Emploi non salarié : déjà la fin du boom ?
On nous décrit un boom du travail indépendant, mais en 2014, la France comptait 2,8 millions de travailleurs non-salariés, soit un emploi sur dix. C'est moitié moins que dans les années 1970. Parmi ces travailleurs indépendants, la situation des auto-entrepreneurs (rebaptisés micro-entrepreneurs) est critique : ils ont gagné en moyenne 410 euros par mois et seul un sur dix perçoit l'équivalent du SMIC.
Le débat public aurait-il encore un métro de retard ? Alors que l’« ubérisation de l’emploi 1 » ne cesse d’être mise en avant, cela fait déjà quatre ans que l’emploi non salarié ne progresse plus, selon les données de l’Insee. Depuis 2013 en effet, la part de l’emploi non salarié dans l’emploi total stagne autour de 10 %, son niveau du milieu des années 1990. Le travail à la tâche ne constitue pas forcément un nouvel Eldorado de l’emploi.

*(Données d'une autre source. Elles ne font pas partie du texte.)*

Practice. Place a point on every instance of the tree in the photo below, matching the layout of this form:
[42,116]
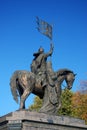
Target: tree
[73,103]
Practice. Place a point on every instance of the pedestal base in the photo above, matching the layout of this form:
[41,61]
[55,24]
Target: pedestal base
[26,120]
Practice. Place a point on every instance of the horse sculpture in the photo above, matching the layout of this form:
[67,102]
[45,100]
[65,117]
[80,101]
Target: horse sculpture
[23,83]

Il est vrai qu’on a assisté en France au début des années 2000 à un changement de taille : la part des non-salariés a alors stoppé son déclin et a même légèrement augmenté, passant de 8,8 % à 10,4 % entre 2003 et 2013. L’équivalent de + 500 000 emplois. Une inversion de tendance historique car leur part de salariés n’avait cessé de baisser depuis des décennies. Rien qu’entre 1970 et la fin des années 1990, le pourcentage d’indépendants a été divisé par deux, de 20 % à 10 % sous l’effet notamment du déclin de l’emploi agricole, puis du petit commerce. Des machines ont supplanté nombre d’emplois des champs, des bataillons de vendeurs salariés ont remplacé les gérants de magasins avec la croissance des supers et des hypermarchés.

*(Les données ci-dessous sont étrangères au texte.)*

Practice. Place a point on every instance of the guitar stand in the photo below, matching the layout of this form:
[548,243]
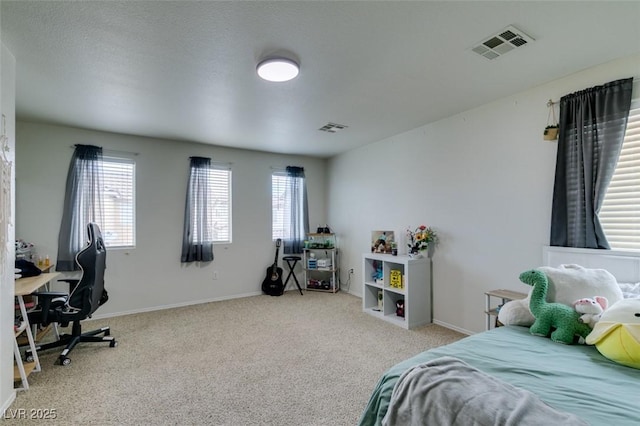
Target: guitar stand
[291,262]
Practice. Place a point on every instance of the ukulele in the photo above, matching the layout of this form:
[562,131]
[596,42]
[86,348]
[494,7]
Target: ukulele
[272,283]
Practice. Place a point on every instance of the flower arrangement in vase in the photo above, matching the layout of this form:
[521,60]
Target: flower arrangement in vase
[420,240]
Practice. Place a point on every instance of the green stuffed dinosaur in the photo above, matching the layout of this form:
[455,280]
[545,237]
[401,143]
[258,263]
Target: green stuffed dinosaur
[551,315]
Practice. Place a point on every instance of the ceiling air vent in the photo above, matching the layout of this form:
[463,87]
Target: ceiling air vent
[332,127]
[502,42]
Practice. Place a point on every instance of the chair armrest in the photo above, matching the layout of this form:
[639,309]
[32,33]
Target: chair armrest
[50,294]
[73,282]
[47,301]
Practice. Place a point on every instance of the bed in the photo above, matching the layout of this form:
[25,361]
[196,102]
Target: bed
[575,380]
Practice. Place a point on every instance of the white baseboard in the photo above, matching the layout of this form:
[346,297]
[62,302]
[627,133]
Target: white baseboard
[5,405]
[175,305]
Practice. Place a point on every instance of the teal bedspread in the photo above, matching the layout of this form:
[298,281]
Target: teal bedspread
[571,378]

La hausse du nombre de non-salariés à la fin des années 2000 a en partie été alimentée par la création du statut d’auto-entrepreneur en 2008 qui occupait 670 000 2 personnes fin 2016 selon l’Accoss. Très peu vivent de ce statut : la moitié des auto-entrepreneurs perçoit moins de 240 euros mensuels, seul un sur dix le niveau du Smic (1 100 euros), selon les données 2014 de l’Insee. Souvent, il ne s’agit que d’une activité complémentaire et, pour partie, ces auto-entrepreneurs concurrencent d’autres non-salariés, les artisans.

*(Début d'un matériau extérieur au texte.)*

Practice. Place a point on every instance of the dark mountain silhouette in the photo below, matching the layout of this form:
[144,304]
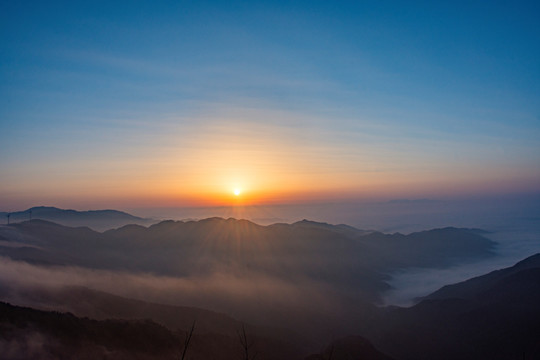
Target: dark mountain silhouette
[27,333]
[495,316]
[100,220]
[349,348]
[341,256]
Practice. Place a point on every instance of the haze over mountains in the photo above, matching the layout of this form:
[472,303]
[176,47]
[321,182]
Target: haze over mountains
[99,220]
[301,288]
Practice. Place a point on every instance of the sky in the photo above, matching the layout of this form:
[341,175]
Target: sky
[173,103]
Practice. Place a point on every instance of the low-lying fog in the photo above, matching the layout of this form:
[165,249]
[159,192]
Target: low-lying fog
[513,222]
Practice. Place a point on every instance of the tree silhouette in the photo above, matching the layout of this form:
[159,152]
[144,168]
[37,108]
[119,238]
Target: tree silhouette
[247,344]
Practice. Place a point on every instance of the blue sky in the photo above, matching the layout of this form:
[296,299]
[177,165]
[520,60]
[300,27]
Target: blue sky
[348,88]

L’augmentation du nombre d’indépendants est aussi le fruit de facteurs plus structurels. En période de crise, payer le personnel à la tâche assure une flexibilité maximale de la production recherchée dans certains secteurs, du bâtiment aux services. On assiste surtout à un plafonnement du salariat. Cette forme d’organisation peut en effet difficilement occuper 100 % des emplois : l’entreprise structurée n’a pas forcément vocation à encadrer tous les métiers, du maçon à l’architecte. Il restera toujours des activités marchandes réalisées à la tâche : l’arrêt du processus de salarisation était inévitable.
La reprise de l’emploi à partir de la mi 2015 a vite enrayé la hausse du nombre d’indépendants. Peut-on parler de fin de partie pour l’ubérisation ? Au-delà des déboires de l’entreprise elle-même 3, le salariat constitue un cadre structuré plus protecteur pour les employeurs en période de croissance car il fidélise les employés. Le paiement à la tâche est loin d’être optimum, pour ceux qui en vivent comme en termes d’organisation du travail. Ce qui n’empêche que pour les activités les plus qualifiées ou très spécifiques, le non-salariat peut être une façon de valoriser un savoir-faire et de jouir de plus d’autonomie. Au final, il est possible que le taux de non-salariés oscillera à l’avenir autour de 10 % dans les décennies qui viennent : l’amélioration de la protection sociale des 2,7 millions d’indépendants reste un sujet important.
Centre d'observation de la société, le 4 décembre 2017
Notes:
- Développement de l’emploi sous forme de travail à la tâche pour une plateforme de service. ↩
- Ceux qui ont effectivement une activité économique. Les auto-entrepreneurs ont été rebaptisés micro-entrepreneurs depuis. ↩
- Voir « Il est très possible qu’Uber ne soit plus là dans cinq ans », Entretien avec Steven Hill, Le Monde, 23 novembre 2017.